Monday, March 25, 2013

Poems for March 25 - discussion

A good poem for me, acts like Luis Alberto Urrea’s books: he says they are “ ways to toss a love note over the fence.” In this case, snapshots of the everyday, playing tennis with art...

Days of Future Dwell by Samuel Amadon (contemporary poet, lives/works in Houston)
String Quartet by Carl Dennis
Abstract Expressionism -- by Tony Hoagland
Homeland Security – by Patrick Cotter
Of the Divine as Absence and Single Letter by Idra Novey

Each one of the poems addressed in some form the viewer/reader's experience in front of a work of art -- whether it be a poem, music, a painting. Week after week, our discussions allow 18-25 "live" participants to share how a poem touches them, drawing on a variety of work and life experiences including retired teacher, social worker, psychologist, environmentalist, accountant, musician, artist, and many more.

Days of Future Dwell:
What does the title "associate" ? Days of Future is not usually followed by the biblical, prayer-tone of "Dwell" -- and how does this poet use the quatrains to his advantage,
and repeating "ell" sound.

David suggested that we read it twice, in a row, to hear the words spoken by different people.

One person was reminded of refrigerator art...Martin commended the poem for reproducing the way the mind stumbles over things...David appreciated how random detail turned metaphorical...
and the more we discussed, the more layers appeared to what ostensibly is a story of selling a house in which one used to dwell, but which will only linger to what is "tied to its bell". Could be cowbells, so one doesn't lose them; bells as warning -- or doorbells... or the sounds that fill a house, the voices that identify the people who live there.
In the first stanza, "windowed, countered,/ surfaced" act both as adjectives and multiple-meanings of verbs -- perhaps like an offer/counter offer; what's put on the table; seen/passed through the window, and all that is revealed when suddenly the physical shell will change hands.

For Marcie, it addressed unreadinesss that’s going to happen anyway which started a discussion about our individual smallness in face of life. That reminds me of ee cummings
and his Impressions VII from Tulips and Chimneys where he breaks down in-
into a long column with two small i's.

Carl Dennis starts out Quartet with this line: "Art and life, I wouldn't want to confuse them." And then proceeds to compare listening to a quartet with a conversation. We all immediately recognized the flow -- or the person who has to play the "solo" part, the cello playing (Don thinks Pachelbel's canon) the same plodding line over and over. Favorite line:"voices of the quartet/In resisting the plots time hatches to make them unequal,

He returns to the crux of the matter here with a five line stanza question: "Would I be moved if I thought the music/Belonged to a world remote from this one,/If it didn't seem instead to be making the point/That conversation like this is available/At moments sufficiently free and self-forgetful?

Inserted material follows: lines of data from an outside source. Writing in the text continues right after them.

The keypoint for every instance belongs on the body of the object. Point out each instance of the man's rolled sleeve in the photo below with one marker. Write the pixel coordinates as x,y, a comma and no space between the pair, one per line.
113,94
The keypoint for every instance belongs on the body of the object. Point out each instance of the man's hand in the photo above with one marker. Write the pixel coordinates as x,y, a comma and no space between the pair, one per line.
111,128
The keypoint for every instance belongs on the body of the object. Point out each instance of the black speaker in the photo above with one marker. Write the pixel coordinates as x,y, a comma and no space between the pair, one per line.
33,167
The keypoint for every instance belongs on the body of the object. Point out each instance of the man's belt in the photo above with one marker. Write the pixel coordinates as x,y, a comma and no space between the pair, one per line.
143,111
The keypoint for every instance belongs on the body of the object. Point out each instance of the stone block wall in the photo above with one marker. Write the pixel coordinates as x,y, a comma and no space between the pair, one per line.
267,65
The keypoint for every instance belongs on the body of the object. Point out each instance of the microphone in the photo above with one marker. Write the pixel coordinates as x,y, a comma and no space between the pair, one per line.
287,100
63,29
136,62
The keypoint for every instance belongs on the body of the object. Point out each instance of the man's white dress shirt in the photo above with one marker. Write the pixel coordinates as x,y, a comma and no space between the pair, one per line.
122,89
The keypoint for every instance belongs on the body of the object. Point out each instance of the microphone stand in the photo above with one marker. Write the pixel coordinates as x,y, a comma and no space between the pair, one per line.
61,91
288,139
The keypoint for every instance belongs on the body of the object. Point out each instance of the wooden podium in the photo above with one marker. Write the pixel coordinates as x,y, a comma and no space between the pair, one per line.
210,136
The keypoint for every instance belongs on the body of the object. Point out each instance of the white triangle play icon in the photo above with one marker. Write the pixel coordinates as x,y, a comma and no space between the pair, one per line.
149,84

We are moved when we make connection -- enriched when art enables us to do so.

On the same subject, Tony Hoagland's poem, Abstract Expressionism, gave rise to peals of laughter as we recognized ourselves in various personalities in front of a painting:
the amateur, naively going with associations/suggestions he tries to imagine as existing, the academic, the painterly painter. But really, standing in front of abstract expressionism is like standing in front of our own lives... paying attention to what is evoked in us.

Also from the Cortland Review is Patrick Cotter's poem which also has a dog. Unlike Hoagland's dog who has missed the boat, yet was there before it, Cotter's dog can "morse his message" which brings the speaker to wonder about how we decode messages -- whether in raindrops or barks. "If there are rules to this game/ I don't know what they are"

It is refreshing to laugh -- to have fresh and delightful ways of thinking about communication, art, how we are. The poem which had no artifice at all came at the end.
Idra Novey paints a perfect picture, as Marcie put it, of "hopeful expression of hopelessness." Re-read the title, "Of the Divine as Absence and Single Letter" and more appears as mystery. A suggestion, a hint, a real-ness in what is not.

Indeed, the details are real, oppositions of Holiday Inn and green; a beautiful flower called Joe Pye weed and peeling plaster; In the third stanza, the O sounds appear, a small tick of D on wind (hidden perhaps), owl, silo sliding to sticking, the doubled O in sorrow.
I’m listening to G now
but mean the owl, a wind playing the silo,
a sticking sorrow,

which then leaps to the actual snore of the visitor... and almost a prayer:
"make me kinder "-- and the double negative of "I’m not far from unfathoming it all."
Just as we cannot say the name of God, Yahweh, cannot fathom and cannot unfathom, if such a thing could be-- but there lies the confirmation of the mystery.